While the paper’s conclusions provide the groundwork for more focused and appropriate use of metagenomic profilers, it also enables researchers to assess past studies and, hopefully, refine their analysis. “This paper draws attention to existing work in microbiome literature that may require re-interpretation considering our results and offers guidance for future design and use of metagenomic profilers,” Haiminen added.
Following the work on understanding problems using existing solutions, the group is also building metagenomic profilers to enable more accurate data processing and analysis. “Our team has been developing metagenomic tools for taxonomic profiling, such as SHOGUN/Woltka. It is classified as a DNA-to-DNA profiler that typically produces sequence abundance profiles. According to this principle, we benchmark this tool with metagenomic profilers in the same category (Bracken, Kraken, etc.) in the new methodology paper,” Huang said while describing ongoing efforts to refine metagenomics analysis.

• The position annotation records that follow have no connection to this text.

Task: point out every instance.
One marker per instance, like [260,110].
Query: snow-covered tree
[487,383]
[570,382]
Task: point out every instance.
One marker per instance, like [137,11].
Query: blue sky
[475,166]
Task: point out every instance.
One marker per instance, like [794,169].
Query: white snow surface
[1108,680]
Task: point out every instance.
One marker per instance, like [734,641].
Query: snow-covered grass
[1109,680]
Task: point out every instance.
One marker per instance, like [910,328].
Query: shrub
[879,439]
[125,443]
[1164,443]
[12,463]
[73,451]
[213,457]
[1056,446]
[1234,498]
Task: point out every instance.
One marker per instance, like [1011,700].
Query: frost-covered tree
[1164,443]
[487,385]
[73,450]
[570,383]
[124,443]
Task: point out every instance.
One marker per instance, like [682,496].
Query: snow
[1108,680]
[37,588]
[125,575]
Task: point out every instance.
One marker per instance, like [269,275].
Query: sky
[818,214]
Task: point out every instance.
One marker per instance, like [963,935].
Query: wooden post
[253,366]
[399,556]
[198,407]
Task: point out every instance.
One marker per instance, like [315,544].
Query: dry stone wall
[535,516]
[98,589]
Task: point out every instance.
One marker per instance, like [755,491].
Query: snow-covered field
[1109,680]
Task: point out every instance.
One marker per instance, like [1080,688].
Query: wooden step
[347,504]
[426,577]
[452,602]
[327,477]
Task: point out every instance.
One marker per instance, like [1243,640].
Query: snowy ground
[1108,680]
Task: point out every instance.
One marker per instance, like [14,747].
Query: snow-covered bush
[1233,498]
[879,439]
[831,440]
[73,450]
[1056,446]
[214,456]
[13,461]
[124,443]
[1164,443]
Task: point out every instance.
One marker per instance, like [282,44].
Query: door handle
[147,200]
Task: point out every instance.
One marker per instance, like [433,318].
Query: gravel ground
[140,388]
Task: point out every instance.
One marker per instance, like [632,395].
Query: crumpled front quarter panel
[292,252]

The team has made their simulated datasets available for download, and all of the code used in the project is available on GitHub.
Additional co-authors include Meng Zhang at the Inner Mongolia Agricultural University; Qiyun Zhu and Rob Knight at UC San Diego; Laxmi Parida at the IBM Thomas J. Watson Research Center; Anna Paola Carrieri at IBM Research Europe; Ho-Cheol Kim at the IBM Almaden Research Center; and Yang-Yu Liu at Brigham and Women’s Hospital and Harvard Medical School.
The Center for Microbiome Innovation is proud to include Yoshiki Vázquez-Baeza and Rob Knight on its leadership team.
This piece was written by CMI’s contributing editor Cassidy Symons
Figure 1 – Comparison of profiling results.
a, Illustration of the reference databases and the default output abundance type for DNA-to-DNA, DNA-to-Protein and DNA-to-Marker profilers on a mixture of two species A (1 cell) and B (2 cells). b, A simulated microbial community with only two genomes: Bacillus pseudofirmus (genome size 4.2MB) and Lactobacillus salivarius (genome size 2.1MB). We merged one copy of Bacillus pseudofirmus genome (genome A) with two copies of Lactobacillus salivarius genome (genome B) sequences into one metagenome file. Then we sheared the merged metagenomic sequences into 150bp to simulate a typical metagenomic dataset. c, Profiling results (default output) of different profilers for the simulated microbial community. The bar plots show the estimated relative abundance of the two microbial members A and B using different metagenomics profilers. PathSeq (default) represents the profiling result generated by the default setting of PathSeq (without genome-length correction). PathSeq (corrected) represents the profiling result of PathSeq with the parameter “–divide-by-genome-length” (i.e., genome-length correction) enabled.